The major oil companies altogether have 39 VLCCs on long term charters; Tokyo Tankers has 22 VLCCs for redelivery in 2003 and beyond, Shell (including Showa Shell) has 9, ExxonMobil has 5, Chevron has 2, and BP one VLCC on long TC.

The major oil companies together own or have on bare-boat 39 tankers; ExxonMobil owns 12, Tokyo Tankers owns 7 VLCCs, Chevron owns 8 VLCCs, and Shell and BP own 6 each.

The 10 biggest VLCC operators have altogether 227 VLCCs or 51% of the fleet.

  1. Mitsui OSK, 33 VLCCs, only one in the spot market, average age 7 years, 5 on order
  2. World Wide, 27 VLCCs, 15 in the spot market, average age 9 years, 4 on order
  3. Frontline, 26 VLCCs, 22 in the spot market, average age 5 years, 3 on order
  4. NYK, 26 VLCCs, 2 in the spot market, average age fleet is 6 years, 5 on order
  5. VELA, 21 VLCCs, average age fleet is 10 years, 4 on order
  6. Bergesen, 19 VLCCs, 11 in the spot market, average age fleet is 15 years, 4 on order
  7. AP Møller, 15 VLCCs, 11 in the spot market, average age fleet is 5 years
  8. Astro Tankers, 11 VLCCs, 8 spot, average age fleet is 10 years, 2 on order
  9. ExxonMobil, 12 VLCCs, average age fleet is 14 year
  10. Euronav, 9 VLCCs, 6 in the spot market, average age fleet is 13 years, 4 on orde
  11. Overseas Shipholding, 9 VLCCs, 6 spot, average age fleet is 5 years, 4 on order
  12. Idemitsu, 9 VLCCs, average age fleet is 11 years

The average age of the fleets of the above operators is just under 10 years, they have 39 tankers on order, about one third of the orderbook.

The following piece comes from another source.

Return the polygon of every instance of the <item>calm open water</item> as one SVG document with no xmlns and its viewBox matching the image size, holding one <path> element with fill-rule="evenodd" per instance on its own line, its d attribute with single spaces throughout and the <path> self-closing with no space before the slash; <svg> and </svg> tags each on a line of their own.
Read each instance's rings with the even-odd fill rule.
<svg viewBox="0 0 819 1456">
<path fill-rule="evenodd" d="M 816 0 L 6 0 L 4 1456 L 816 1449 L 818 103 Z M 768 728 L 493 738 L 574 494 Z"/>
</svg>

Strong tanker market despite oil production cut

Why does the large tanker market remain so strong even after OPEC has cut production by 1.5 mbd from 1February and a further 1 mbd from 1April, ask shipbrokers Lorentzen and Stemoco in their latest weekly report. The main reason, they say, seems to be that the crude markets – both the IPE and the NYMEX – have for several weeks have been in contango. This state signifies a surplus crude oil market where prompt supplies are selling at a discount to future supplies implying that refiners can lock in profits by actually selling the crude forward in the futures markets.  The result is that refiners are buying for storage at a time of the year when they are normally not buying crude. Producers have been responding by quietly giving buyers what they are asking for, at the expense of newly agreed output quotas, which partly explains why actual OPEC production has been exceeding quotas for February and March.